The author talks to WaxWord about a “culture of complicity” that kept the voices of women quiet – and that nearly silenced him
Ronan Farrow has been on an epic book tour, ripping NBC News from East Coast to West, from Fox News to “Good Morning America” — and still the network insists that it did nothing wrong in passing on an exposé of Harvey Weinstein and hanging on to Matt Lauer until 2017.
In a chat with Farrow last week on his sweep through the City of Angels, I found the author relentlessly on message. The message is that NBC News lied, that it covered up Lauer’s misbehavior with multiple women in the news department (including one who has said she was raped by the morning anchor, though she continued to have a consensual affair with him for months) and that it lied about him.
“There’s very much a Trumpian approach and it runs through this [story],” he told me. “This book is not just about NBC, it’s about a pattern of legal and corporate behavior that suppress stories and that the media world can turn outlets into instruments of suppression for powerful people. That’s not NBC, it’s AMI, it’s the Black Cube Operation that was designed to stifle these stories. There are a bunch of organizations that are not happy with the reporting in the book.”
NBC News stands by its decision not to publish Farrow’s Weinstein story, and denies any suggested connection between the spiking of that story and the Lauer case. In a lengthy memo two weeks ago, NBC News chief Noah Oppenheim hit back. “Farrow’s effort to defame NBC News is clearly motivated not by a pursuit of truth, but an ax to grind,” he wrote. “It is built on a series of distortions, confused timelines and outright inaccuracies.”
For his part, Lauer has denied that he ever engaged in nonconsensual sex.
Farrow and I spoke in the basement of the Orpheum Theater in downtown L.A., where Farrow went on to do a live talk for the Los Angeles Times. That was just two days before MSNBC anchor Rachel Maddow denounced the network’s behavior as suspect, suggested that a new independent investigation was necessary (something the network has categorically rejected) and revealed that the network was willing to release former employees who from their non-disclosure agreements that kept them from sharing accusations of sexual misconduct.

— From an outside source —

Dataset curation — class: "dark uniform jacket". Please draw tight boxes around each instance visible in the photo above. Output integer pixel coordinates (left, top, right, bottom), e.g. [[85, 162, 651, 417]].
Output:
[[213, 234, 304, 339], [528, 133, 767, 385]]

For me, the essential takeaway of “Catch and Kill,” which offers detailed reporting of how Farrow went about getting the Harvey Weinstein story and how the network at first supported then confounded him, is that institutions behave badly when they feel threatened. And NBC News was threatened, by the potential exposure of Lauer’s alleged misdeeds, not to mention by Weinstein’s legal threats, cajoling and lobbying.
My talk with Farrow came just one day before TheWrap’s Power Women Summit, where we assembled a large number of survivors of sexual assault — including women who have said they were attacked by Harvey Weinstein, Bill Cosby and R. Kelly. These women are still deeply scarred by their experiences. They are living with the consequences of having come forward to speak out. Some, like Mira Sorvino and Lili Bernard, have turned their anguish into activism, and are leading the fight to pass legislation to protect women from predators. But others spoke movingly of their ongoing struggle to get by — day to day.
The impact of what Farrow achieved in finally publishing his work in The New Yorker, in allowing the stories of these women to be told, is etched in their faces and felt deeply in their evident need to continue to be heard.
I recorded my discussion with Farrow and here it is in full, along with a couple of key excerpts in text written below.
Can you be specific in what you would say would be a lie that you feel that NBC News President Noah Oppenheim has told?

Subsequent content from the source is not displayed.